A former chief executive of a specialist recruitment agency for the deaf has appeared in court accused of claiming expenses of over £200,000 for false sign language services.
The allegations against Stephen Dering, along with a group of six other people, concern a conspiracy to defraud the Department of Work and Pensions (DWP).
Magistrates in Croydon were told the offences relate to the Access to Work scheme, a scheme aimed at disabled people to help them stay in work, start their own business or find employment.
Mr Dering was the chief executive of Dering Employment Services until it dissolved in 2010.
The prosecution’s case is that Dering – who is profoundly deaf – and others claimed expenses from the DWP when an interpreter was not used or, if they were, over claimed on the actual expense of the interpreter.
The magistrate heard that £1 million of Access to Work grants were paid through Mr Dering’s companies.

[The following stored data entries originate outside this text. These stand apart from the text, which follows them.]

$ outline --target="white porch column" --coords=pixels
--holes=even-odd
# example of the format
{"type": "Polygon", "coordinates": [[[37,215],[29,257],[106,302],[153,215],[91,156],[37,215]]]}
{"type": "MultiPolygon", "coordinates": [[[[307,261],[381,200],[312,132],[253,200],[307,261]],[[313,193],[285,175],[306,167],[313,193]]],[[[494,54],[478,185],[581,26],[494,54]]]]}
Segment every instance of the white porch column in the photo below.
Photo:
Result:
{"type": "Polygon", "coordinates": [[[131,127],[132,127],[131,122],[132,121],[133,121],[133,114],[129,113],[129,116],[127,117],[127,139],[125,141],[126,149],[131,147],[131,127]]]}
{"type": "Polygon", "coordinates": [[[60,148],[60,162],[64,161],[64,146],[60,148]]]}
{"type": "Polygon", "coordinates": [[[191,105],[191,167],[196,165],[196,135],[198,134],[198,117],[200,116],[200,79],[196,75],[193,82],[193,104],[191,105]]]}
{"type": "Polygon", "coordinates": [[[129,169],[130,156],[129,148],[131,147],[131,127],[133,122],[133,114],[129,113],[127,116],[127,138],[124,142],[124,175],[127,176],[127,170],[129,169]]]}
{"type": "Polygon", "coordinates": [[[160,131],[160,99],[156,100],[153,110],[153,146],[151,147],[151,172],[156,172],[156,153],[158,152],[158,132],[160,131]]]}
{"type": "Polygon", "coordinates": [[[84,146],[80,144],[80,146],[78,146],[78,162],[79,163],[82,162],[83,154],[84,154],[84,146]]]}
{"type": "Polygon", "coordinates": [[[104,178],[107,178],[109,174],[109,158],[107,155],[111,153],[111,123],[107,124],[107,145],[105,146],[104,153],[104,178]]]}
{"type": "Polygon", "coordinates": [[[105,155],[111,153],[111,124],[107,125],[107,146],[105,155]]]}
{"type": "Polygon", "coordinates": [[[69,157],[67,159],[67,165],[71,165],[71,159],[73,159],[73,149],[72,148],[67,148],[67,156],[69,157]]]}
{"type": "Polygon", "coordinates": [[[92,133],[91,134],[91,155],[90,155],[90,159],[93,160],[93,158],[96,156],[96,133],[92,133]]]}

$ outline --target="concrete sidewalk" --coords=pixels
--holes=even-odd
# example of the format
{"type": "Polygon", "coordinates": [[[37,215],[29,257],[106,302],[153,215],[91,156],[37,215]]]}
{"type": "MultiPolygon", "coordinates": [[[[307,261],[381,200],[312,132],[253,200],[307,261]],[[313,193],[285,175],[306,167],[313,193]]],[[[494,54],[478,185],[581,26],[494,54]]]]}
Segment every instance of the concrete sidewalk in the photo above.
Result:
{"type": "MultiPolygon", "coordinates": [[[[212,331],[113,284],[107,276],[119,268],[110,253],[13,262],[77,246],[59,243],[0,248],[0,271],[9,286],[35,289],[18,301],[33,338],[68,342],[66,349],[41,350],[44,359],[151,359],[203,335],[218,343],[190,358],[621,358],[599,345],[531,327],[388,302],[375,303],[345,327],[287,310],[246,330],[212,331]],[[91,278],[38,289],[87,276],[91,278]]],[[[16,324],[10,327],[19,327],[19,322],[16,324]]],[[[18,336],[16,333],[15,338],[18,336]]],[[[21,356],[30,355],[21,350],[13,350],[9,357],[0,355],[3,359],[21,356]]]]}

The prosecution alleges that in excess of £200,000 worth of claims were fraudulent.
Dering is charged with two counts of conspiracy to defraud by making false claims over a year from August 2009 to September 2010. None of the defendants entered a plea to any of the charges. They were given unconditional bail and told to attend Croydon Crown Court on September 24 for a preliminary hearing.
In 2008, a Government minister praised the recruitment agency for helping disabled people back into work.